# Pls Help!!!===Attestation



## girivivek (Sep 20, 2013)

Hello,

I am looking out for the opportunities in UAE. Prior leaving to UAE, need to do some important and essential task.

I am Nepalese citizen, have Indian academic degrees (All high school (12th) Under-grad and Masters). Now the issue is, where i need to get my documents attested, in Nepal or in India? if Indian attestation is required, does Indian embassy in Nepal can do the attestation or else do i need to visit the India? If it need to get it done from India, where i need go for the same? I have heard that only recent degree(in my case, Masters) need to get attested, is it true???

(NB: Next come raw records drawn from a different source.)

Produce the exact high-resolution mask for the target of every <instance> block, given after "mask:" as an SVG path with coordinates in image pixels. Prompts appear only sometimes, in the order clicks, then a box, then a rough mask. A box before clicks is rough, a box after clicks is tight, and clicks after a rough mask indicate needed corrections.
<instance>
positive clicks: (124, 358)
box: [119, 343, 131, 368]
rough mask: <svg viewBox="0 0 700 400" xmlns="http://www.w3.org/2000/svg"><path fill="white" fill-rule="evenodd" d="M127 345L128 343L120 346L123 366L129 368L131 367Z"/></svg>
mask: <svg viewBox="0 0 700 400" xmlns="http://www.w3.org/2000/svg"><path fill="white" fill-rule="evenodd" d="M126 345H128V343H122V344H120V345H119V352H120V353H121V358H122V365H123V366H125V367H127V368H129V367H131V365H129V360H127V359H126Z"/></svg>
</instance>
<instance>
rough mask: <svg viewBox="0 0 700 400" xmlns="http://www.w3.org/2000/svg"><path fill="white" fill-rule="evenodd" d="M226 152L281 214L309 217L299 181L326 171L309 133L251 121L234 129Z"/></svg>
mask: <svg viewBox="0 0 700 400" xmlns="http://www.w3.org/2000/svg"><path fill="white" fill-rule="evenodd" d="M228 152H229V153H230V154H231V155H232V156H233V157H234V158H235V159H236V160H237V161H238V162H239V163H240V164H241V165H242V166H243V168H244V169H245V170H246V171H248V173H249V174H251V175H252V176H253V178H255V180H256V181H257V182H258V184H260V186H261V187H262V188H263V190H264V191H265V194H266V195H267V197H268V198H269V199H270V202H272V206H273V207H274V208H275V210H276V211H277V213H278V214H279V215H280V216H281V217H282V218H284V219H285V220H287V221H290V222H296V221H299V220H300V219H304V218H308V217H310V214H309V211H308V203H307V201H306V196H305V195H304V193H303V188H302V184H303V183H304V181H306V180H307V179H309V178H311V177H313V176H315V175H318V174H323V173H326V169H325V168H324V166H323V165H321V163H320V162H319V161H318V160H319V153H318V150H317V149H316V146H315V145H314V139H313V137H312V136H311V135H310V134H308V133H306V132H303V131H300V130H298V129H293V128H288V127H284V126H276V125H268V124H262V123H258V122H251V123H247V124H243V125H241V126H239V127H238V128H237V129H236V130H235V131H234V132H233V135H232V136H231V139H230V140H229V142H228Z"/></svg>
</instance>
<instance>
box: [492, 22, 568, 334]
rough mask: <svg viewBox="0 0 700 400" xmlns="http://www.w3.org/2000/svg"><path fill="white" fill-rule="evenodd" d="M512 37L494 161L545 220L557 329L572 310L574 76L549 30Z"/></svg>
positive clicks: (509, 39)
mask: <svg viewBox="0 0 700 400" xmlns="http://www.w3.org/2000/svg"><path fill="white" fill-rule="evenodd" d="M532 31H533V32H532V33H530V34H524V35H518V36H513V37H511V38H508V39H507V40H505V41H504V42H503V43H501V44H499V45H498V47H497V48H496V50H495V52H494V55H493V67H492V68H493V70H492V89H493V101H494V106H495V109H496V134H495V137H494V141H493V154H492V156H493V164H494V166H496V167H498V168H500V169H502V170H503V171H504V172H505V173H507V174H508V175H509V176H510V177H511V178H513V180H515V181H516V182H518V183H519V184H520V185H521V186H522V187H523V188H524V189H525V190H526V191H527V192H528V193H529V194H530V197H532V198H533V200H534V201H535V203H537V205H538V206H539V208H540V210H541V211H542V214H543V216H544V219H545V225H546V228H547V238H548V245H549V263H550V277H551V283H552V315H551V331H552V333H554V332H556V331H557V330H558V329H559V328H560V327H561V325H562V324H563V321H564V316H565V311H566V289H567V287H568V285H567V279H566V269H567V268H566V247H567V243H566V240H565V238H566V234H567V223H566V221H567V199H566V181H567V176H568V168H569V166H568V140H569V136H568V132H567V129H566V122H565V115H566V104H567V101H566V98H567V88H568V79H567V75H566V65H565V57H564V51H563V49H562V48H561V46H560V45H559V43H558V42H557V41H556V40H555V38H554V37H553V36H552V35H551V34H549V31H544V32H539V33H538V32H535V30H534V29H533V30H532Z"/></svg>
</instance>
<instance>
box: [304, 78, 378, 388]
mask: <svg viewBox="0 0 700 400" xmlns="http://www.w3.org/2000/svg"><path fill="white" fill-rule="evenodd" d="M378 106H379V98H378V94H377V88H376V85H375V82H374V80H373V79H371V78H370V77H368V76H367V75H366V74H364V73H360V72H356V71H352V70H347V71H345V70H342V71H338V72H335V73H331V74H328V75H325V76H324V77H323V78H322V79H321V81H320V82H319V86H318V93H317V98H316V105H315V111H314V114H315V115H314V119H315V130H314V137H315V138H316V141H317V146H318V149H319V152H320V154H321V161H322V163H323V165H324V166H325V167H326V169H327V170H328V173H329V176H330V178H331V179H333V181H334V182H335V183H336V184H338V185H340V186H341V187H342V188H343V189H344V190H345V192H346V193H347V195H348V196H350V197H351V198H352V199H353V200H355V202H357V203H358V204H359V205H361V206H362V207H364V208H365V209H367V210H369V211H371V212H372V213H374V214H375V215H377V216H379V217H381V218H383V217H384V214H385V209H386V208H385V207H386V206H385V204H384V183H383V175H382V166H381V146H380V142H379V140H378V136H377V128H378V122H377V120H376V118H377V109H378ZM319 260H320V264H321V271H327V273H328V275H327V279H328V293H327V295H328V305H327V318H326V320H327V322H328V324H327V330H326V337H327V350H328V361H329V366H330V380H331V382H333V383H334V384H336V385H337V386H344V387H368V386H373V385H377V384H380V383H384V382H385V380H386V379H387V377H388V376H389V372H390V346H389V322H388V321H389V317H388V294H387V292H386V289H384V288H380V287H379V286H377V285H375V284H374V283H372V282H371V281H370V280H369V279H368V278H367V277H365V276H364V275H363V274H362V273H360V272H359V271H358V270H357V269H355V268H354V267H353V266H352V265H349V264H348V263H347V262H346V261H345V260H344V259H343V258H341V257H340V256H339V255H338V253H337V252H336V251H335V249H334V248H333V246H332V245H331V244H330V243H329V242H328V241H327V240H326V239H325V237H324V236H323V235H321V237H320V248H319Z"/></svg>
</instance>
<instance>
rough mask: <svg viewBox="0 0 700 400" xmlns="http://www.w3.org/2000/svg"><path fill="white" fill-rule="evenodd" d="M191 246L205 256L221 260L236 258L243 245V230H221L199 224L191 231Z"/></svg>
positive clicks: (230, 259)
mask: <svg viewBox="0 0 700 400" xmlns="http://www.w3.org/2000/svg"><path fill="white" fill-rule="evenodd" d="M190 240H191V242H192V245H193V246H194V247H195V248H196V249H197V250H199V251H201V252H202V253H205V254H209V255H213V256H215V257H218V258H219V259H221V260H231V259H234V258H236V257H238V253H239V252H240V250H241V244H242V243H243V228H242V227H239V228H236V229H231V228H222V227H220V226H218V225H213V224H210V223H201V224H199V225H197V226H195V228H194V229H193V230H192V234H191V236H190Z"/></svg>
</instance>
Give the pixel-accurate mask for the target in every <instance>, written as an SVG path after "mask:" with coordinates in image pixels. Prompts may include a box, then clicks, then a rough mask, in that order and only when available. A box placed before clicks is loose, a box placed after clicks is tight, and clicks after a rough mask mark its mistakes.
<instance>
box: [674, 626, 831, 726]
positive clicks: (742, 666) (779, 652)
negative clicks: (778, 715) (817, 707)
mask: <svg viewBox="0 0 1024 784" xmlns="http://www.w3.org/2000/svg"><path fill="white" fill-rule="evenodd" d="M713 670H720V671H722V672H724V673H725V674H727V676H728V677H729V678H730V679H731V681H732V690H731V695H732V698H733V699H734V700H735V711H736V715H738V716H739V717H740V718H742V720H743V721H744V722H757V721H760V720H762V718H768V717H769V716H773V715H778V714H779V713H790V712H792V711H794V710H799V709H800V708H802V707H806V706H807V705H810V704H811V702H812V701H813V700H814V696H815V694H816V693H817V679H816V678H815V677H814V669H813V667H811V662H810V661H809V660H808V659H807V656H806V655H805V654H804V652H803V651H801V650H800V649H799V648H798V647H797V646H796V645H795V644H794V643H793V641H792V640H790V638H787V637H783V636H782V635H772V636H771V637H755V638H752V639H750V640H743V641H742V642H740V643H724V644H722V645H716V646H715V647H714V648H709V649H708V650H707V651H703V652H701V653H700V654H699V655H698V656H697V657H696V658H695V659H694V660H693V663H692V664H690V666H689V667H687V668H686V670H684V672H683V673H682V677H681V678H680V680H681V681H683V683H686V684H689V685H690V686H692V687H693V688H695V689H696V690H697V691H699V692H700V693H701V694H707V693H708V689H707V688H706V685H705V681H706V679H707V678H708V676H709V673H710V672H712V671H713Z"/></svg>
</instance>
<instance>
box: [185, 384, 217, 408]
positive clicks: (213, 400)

I will really appreciate you response.

Please Help.


----------



## AbdulBaqi (Sep 19, 2013)

Hello,

This is my first post but I'll try to help you. Your degrees need to be attested in whichever country they originate from. I don't know if the Indian embassy/consulate will help you in Nepal, as this varies from country to country. Best thing to do is call and ask. I know that from the American process, the best way is to get in done in America, but I have heard that they can attest in the embassy/consulate in Dubai but I also heard it costs much more than back in the mainland. For attestation in general, it is usually done by province and then the greater federal authority, but as I said India could have a very different and possibly easier process. You need to get all of your degrees attested if you plan on using them and if they are vastly different from each other (if your master's is in a different field, etc). If they are the same field, you could get away with just the master's, but to be on the safe side I would do all of them (I did that). 

Overall, you need to make a few phone calls to each government and figure it out from there. Sorry I can't be more help. If you have questions for this side (the UAE), I could possibly be more help though.


----------



## girivivek (Sep 20, 2013)

Thank you Abdul!!!


----------